- Venue: Beijing Science and Technology University Gymnasium
- Date: 22 August 2008
- Competitors: 16 from 16 nations

Medalists
- 1st place, gold medalist(s):  / Hadi Saei / Iran
- 2nd place, silver medalist(s):  / Mauro Sarmiento / Italy
- 3rd place, bronze medalist(s):  / Zhu Guo / China
- 3rd place, bronze medalist(s):  / Steven López / United States

= Taekwondo at the 2008 Summer Olympics – Men's 80 kg =

Taekwondo competition

The men's 80 kg competition in taekwondo at the 2008 Summer Olympics in Beijing took place on August 22 at the Beijing Science and Technology University Gymnasium.

==Competition format==
The main bracket consisted of a single-elimination tournament, culminating in the gold medal match. Two bronze medals were awarded at the taekwondo competitions. A repechage was used to determine the bronze medal winners. Every competitor who lost to one of the two finalists competed in the repechage, another single-elimination competition. Each semifinal loser faced the last remaining repechage competitor from the opposite half of the bracket in a bronze medal match.

==Schedule==
All times are China standard time (UTC+8)

| Date | Time | Round |
|---|---|---|
| Friday, 22 August 2008 | 11:00 16:00 17:30 20:30 | Preliminary round Quarterfinals Semifinals Final |

==Qualifying Athletes==

| Athlete | Country |
|---|---|
| Lionel Baguissi | Gabon |
| Carlos Vásquez | Venezuela |
| Aaron Cook | Great Britain |
| Anju Jason | Marshall Islands |
| Bahri Tanrıkulu | Turkey |
| Steven López | United States |
| Mauro Sarmiento | Italy |
| Sebastien Konan | Ivory Coast |
| Abdulqader Hikmat Sarhan | Qatar |
| Rashad Ahmadov | Azerbaijan |
| Sébastien Michaud | Canada |
| Ángel Román | Puerto Rico |
| Miguel Ferrera | Honduras |
| Zhu Guo | China |
| Deepak Bista | Nepal |
| Hadi Saei | Iran |

==Results==
- Legend
- PTG — Won by points gap
- SUP — Won by superiority
- OT — Won on over time (Golden Point)

==Controversy==
An incident in the men's 80 kg competition may prove to have a more lasting impact on the sport. American Steven López, the two-time defending gold medalist in that class who had not lost a match since 2002, had one point taken away by the referee in the third period of his quarterfinal match against Italy's Mauro Sarmiento. The referee determined that Lopez had used an illegal "cut kick" (blocked an opponent's blow below the waist). The deduction turned Lopez' 2–1 lead to a 1–1 tie, and Lopez lost in sudden-death overtime. Team USA's team leader, Herb Perez, unsuccessfully protested the decision, asserting that Lopez had raised his left leg in defense and Sarmiento had kicked into the leg in an attempt to draw the deduction.
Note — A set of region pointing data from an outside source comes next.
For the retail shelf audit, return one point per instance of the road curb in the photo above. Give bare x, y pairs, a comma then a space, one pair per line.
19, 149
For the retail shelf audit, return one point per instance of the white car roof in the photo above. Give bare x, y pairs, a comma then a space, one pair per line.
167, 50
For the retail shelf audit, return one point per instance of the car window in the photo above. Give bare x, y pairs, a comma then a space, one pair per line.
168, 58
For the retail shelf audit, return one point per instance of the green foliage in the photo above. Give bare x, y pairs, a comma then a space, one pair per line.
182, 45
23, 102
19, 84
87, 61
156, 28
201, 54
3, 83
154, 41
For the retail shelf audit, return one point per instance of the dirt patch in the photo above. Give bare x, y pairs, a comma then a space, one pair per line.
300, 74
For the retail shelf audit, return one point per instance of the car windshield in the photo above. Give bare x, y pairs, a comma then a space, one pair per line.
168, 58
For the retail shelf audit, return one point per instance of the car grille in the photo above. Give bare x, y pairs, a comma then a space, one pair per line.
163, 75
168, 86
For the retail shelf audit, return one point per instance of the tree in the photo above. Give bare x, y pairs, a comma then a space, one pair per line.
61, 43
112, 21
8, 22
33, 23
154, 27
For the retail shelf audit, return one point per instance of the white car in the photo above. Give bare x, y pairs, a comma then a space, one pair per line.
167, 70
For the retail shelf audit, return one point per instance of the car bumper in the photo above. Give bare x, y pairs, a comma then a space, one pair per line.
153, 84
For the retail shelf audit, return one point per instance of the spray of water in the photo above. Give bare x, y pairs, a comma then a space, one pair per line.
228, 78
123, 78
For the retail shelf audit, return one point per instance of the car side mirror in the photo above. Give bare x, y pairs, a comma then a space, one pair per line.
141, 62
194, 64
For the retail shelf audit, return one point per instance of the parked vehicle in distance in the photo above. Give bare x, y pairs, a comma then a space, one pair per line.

In the wake of the decision, Perez leveled serious charges against the sport's governing body, the World Taekwondo Federation:
- He claimed that the protest was not properly handled. Typically, decisions on protests must be made within 15 minutes. No response was made for 45 minutes.
- He also stated that the U.S. team received no indication why the protest was deemed "unacceptable". According to Perez, "Unacceptable could mean anything from we didn’t file the papers properly to we didn’t use the right color pencil... Under the WTF competition rules, we should have been notified about the decision, the criteria, the methodology used, what evidence was presented, and what referees were reviewing it. We were not."
- Perez also said that at a June 2008 conference, the heads of the 25 teams that were to compete in Beijing were asked to sign an agreement not to file any protests at the Games.
- After his protest was denied, Perez alleged that WTF officials approached him and asked him not to talk to the press.

Charles Robinson, a writer for Yahoo! Sports in the U.S., called the events surrounding Lopez' match "a chaotic episode that might ultimately prove to be the tipping point to Olympic doom", adding that it had been widely rumored that taekwondo was on the brink of being removed from the Olympic program.